Arthur: The story of Agnes of God. The flashback scenes are pre pandemic, right? So, there's no masks. And the scenes that take place in the present of the play. It's like it's happening right now.
George: Arthur reflects on his career in the theater.
Arthur: You know I was at Trinity College in Hartford for 15 years, started at Trinity College in 1985. Spent 15 years there, yeah
George': What caused you to leave Trinity College ?
Arthur: I had this experience of spending a semester at University of North Carolina at Asheville and really enjoyed working with public University students as against private University students. You know the kids at Trinity were wonderful, well educated, but they were, you know, privileged. group when I went and met first generation college students at in North Carolina, I thought, you know something I'd like to finish, career teaching first generation college students.
So, I applied to Indiana State, an Iowa State and chose Indiana State, partly because of the offer of being artistic Director of Crossroads Rep.

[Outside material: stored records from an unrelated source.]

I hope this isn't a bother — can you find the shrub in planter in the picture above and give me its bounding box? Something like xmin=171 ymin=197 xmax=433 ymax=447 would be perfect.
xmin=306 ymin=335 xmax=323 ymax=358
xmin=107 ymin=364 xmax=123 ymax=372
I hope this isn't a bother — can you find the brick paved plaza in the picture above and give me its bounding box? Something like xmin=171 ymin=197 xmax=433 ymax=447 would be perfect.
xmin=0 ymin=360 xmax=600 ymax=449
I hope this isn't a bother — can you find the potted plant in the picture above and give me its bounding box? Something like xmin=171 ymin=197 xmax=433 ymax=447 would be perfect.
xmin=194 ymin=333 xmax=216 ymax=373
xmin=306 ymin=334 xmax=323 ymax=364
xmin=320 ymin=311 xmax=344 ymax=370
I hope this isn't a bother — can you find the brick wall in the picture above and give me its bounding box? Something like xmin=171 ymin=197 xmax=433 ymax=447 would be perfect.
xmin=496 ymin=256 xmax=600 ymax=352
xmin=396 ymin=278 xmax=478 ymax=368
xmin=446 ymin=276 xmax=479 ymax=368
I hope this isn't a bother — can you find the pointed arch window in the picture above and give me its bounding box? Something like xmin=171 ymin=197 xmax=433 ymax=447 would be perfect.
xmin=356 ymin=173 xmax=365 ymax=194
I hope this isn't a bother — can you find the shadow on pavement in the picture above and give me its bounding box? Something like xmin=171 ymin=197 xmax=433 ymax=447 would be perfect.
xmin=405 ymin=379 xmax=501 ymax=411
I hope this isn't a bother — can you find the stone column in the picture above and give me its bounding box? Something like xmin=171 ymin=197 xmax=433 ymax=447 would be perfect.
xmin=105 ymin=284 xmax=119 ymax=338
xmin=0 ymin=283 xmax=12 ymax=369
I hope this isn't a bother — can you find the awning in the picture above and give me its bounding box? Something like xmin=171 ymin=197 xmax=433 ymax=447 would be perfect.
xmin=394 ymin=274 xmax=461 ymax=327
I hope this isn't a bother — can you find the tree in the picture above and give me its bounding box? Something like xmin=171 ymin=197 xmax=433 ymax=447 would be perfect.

George: The Crossroads Repertory Theatre.
Arthur: That was one of the positives. Remember, I started with that international initiative.
Arthur: Remember the Russians and then the Germans and then the Trinidadians and then the Irish.
George: Yeah, that was quite a run., tell us about the story of Agnes of God.
Arthur: A baby was found dead in a wastepaper basket. The mother was found unconscious, and it was all in the convent. Police got involved now. The young nun who is accused of strangling the. Baby and who has no recollection of this incident at all, needs to be interrogated by the psychiatrist who is trying to find out whether she was insane, temporarily insane, or she has a long-term insanity issue.
Then what to do with her? Should she be in prison? In the mental hospital or should she live out the rest of her life and then?
George: The Mother Superior is kind of mitigating, I think.
Arthur: Is she's fighting to keep Agnes in the convent. However, the psychiatrists had experiences in her life been very negative in relation to the church and she does not think that the convent is the right place for her. She also feels chest to get to the bottom of who really killed this baby is who is the father of the baby.
All these unanswered questions, the play is very exciting. It's sort of like a murder.Mystery, and it's also explores faith. Do we have miracles today? Do we have Saints today? Do we have Angels? And if there are Angels, how did they operate within the psychology of the human being?
George: Oh, you've promised us an uplifting ending.
Arthur: I can't promise you an uplifting ending. I could promise you an ending that leaves you thinking it's not a play that you leave, say, OK, great, let's go and have pizza.
George: Indiana State University drama faculty member. Arthur Feinsod, reflecting on his swansong, the Agnes of God I'm George Walker for WFIU arts.